Empirical evidence supports these concerns. In the study of COVID-19 manuscripts, manual review identified plagiarism in texts with similarity scores below 15 % (SpringerOpen, 2023). This illustrates that automatic thresholds, such as 15 % or 20 %, are insufficient to assess originality, and low similarity does not guarantee ethical compliance.

Implications of Hidden Plagiarism

Undetected plagiarism has profound consequences for scholarly communication. Subtle forms of misconduct compromise research integrity, propagate misleading findings, and distort the scientific record. Analyses of retracted publications show that plagiarized papers often continue to receive citations after retraction, sometimes at rates 2.5 times higher than articles removed for other reasons (ArXiv, 2025). Low similarity scores at the submission stage create a false sense of security, allowing papers containing structural, idea-based, or translation plagiarism to remain in circulation. This not only undermines individual studies but also affects subsequent research, policy decisions, and public trust in science.

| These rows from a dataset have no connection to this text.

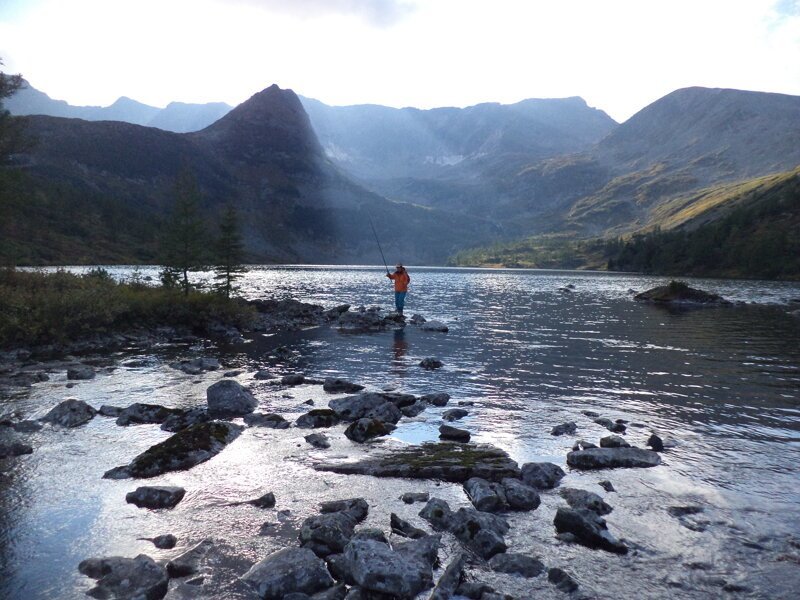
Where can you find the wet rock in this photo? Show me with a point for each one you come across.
(448, 432)
(227, 398)
(520, 496)
(454, 414)
(81, 372)
(613, 441)
(139, 578)
(318, 417)
(340, 386)
(403, 572)
(318, 440)
(70, 413)
(585, 499)
(155, 496)
(656, 443)
(613, 458)
(565, 428)
(516, 564)
(269, 420)
(185, 418)
(411, 497)
(183, 450)
(444, 460)
(589, 529)
(678, 292)
(431, 363)
(562, 580)
(366, 429)
(189, 562)
(542, 476)
(437, 399)
(142, 414)
(486, 495)
(287, 571)
(404, 528)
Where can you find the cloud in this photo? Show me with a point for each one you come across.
(380, 13)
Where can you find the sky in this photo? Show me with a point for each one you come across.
(619, 55)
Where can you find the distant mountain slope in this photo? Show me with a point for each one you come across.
(263, 156)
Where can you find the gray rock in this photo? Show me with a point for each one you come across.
(318, 417)
(613, 458)
(431, 363)
(183, 450)
(486, 495)
(366, 429)
(570, 427)
(542, 476)
(341, 386)
(269, 420)
(448, 432)
(81, 372)
(613, 441)
(438, 399)
(318, 440)
(287, 571)
(227, 398)
(155, 496)
(189, 562)
(70, 413)
(589, 529)
(139, 578)
(454, 414)
(585, 499)
(516, 564)
(520, 496)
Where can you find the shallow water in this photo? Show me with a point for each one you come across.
(724, 383)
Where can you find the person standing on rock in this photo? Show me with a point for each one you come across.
(401, 280)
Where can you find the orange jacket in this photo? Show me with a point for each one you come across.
(401, 280)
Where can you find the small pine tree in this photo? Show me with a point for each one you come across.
(229, 253)
(183, 240)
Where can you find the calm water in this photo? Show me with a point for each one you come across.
(723, 383)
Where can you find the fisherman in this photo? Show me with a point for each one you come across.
(401, 281)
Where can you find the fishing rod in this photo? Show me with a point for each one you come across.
(375, 233)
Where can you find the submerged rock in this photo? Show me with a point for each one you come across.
(227, 398)
(70, 413)
(155, 496)
(287, 571)
(613, 458)
(181, 451)
(126, 578)
(444, 460)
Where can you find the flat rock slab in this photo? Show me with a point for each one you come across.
(613, 458)
(444, 461)
(179, 452)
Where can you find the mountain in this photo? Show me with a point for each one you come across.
(177, 116)
(263, 156)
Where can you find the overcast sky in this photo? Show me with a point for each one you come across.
(619, 55)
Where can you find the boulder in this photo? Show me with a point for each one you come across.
(589, 529)
(227, 398)
(516, 564)
(183, 450)
(542, 476)
(155, 496)
(613, 458)
(341, 386)
(139, 578)
(585, 499)
(318, 417)
(448, 432)
(70, 413)
(287, 571)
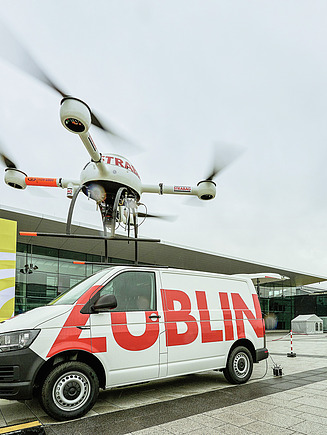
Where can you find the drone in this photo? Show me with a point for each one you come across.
(110, 180)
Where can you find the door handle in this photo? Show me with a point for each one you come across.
(154, 316)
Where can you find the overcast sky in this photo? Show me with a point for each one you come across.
(176, 77)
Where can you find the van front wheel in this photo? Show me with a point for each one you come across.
(69, 391)
(239, 366)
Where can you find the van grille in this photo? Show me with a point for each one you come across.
(9, 373)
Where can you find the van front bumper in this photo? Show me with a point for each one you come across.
(18, 369)
(261, 354)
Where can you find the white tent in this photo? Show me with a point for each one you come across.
(307, 324)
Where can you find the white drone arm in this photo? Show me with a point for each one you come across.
(204, 190)
(19, 180)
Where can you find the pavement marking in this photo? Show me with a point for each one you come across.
(19, 427)
(298, 354)
(148, 416)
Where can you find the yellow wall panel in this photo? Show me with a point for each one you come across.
(8, 232)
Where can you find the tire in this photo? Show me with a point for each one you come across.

Recommendations for Academic Practice

Ensuring genuine originality requires a multidimensional approach. Authors should maintain detailed documentation of research processes, including draft histories and the development of ideas, and provide attribution not only for direct quotations but also for methodological and structural inspiration. Reviewers and editors must combine automated similarity detection with manual evaluation, critically assessing argumentation, methodological originality, and the organization of content. The use of multiple detection tools, including translation and stylometric analysis, improves the likelihood of identifying subtle misconduct. Academic institutions should implement policies addressing structural, idea-based, and translation plagiarism while emphasizing training programs that stress originality in both content and structure. Recognizing and addressing hidden plagiarism is essential for maintaining academic credibility and fostering an environment of ethical research practices.

Conclusion

Hidden plagiarism represents a significant challenge in modern academia. Low similarity scores can mask substantial misconduct, including paraphrasing, structural replication, translation-based reuse, and self-plagiarism. Statistical evidence from tens of millions of submissions, analyses of COVID-19-related research, predatory journals, and retracted publications demonstrates that reliance on text similarity alone is insufficient. Upholding academic integrity requires comprehensive evaluation that integrates automated detection, manual review, and robust educational frameworks. True originality encompasses not only unique wording but also authentic intellectual contribution and methodological innovation. Identifying and mitigating hidden plagiarism is therefore critical to sustaining the credibility of scholarly communication.